The Justice argued, the Majority opinion obscured what must be decided in the case.
“The question we must address is whether the Constitution allows the use of such force to apprehend a suspect who resists arrest by attempting to flee the scene of a nighttime burglary of a residence.”
And the Court emphasized that “In striking this balance here, it is crucial to acknowledge that police use of deadly force to apprehend a fleeing criminal suspect falls within the “rubric of police conduct . . . necessarily [involving] swift action predicated upon the on-the-spot observations of the officer on the beat.” The clarity of hindsight cannot provide the standard for judging the reasonableness of police decisions made in uncertain and often dangerous circumstances.
And Justice O’Connor rejected the Majoirty’s attempt to minimize the nature of the crime. “Household burglaries not only represent the illegal entry into a person’s home, but also “pos[e] real risk of serious harm to others.” Victims of a forcible intrusion into their home by a nighttime prowler will find little consolation in the majority’s confident assertion that “burglaries only rarely involve physical violence.”
And what of the fact that a young man lost is life?
Justice O’Connor refuses to minimize the fact that a criminal makes choices with consequences.
“The majority declares that “[t]he suspect’s fundamental interest in his own life need not be elaborated upon.” This blithe assertion hardly provides an adequate substitute for the majority’s failure to acknowledge the distinctive manner in which the suspect’s interest in his life is even exposed to risk.
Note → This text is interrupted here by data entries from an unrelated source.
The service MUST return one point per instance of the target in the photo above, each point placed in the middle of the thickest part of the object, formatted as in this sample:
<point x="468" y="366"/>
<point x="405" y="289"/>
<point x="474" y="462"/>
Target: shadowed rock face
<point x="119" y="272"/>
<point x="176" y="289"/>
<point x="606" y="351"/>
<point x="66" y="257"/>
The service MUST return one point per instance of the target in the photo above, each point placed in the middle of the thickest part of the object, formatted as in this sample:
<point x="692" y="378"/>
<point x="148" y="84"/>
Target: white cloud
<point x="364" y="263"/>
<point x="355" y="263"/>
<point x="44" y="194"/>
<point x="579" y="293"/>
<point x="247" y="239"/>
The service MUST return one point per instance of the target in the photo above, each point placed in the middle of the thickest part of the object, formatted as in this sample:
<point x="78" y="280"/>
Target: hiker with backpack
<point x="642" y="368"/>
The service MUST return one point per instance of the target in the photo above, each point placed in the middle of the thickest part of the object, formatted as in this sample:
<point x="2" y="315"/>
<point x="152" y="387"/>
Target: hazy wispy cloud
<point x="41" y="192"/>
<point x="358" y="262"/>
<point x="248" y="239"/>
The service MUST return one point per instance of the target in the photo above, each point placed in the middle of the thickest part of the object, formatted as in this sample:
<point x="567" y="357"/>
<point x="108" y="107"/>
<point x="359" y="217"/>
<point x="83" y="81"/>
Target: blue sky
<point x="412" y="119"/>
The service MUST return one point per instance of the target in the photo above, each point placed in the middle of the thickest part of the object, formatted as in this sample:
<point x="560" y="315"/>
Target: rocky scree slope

The officer’s use of force resulted because the suspected burglar refused to heed this command and the officer reasonably believed that there was no means short of firing his weapon to apprehend the suspect. Without questioning the importance of a person’s interest in his life, The legitimate interests of the suspect in these circumstances are adequately accommodated by the Tennessee statute: to avoid the use of deadly force and the consequent risk to his life, the suspect need merely obey the valid order to halt.”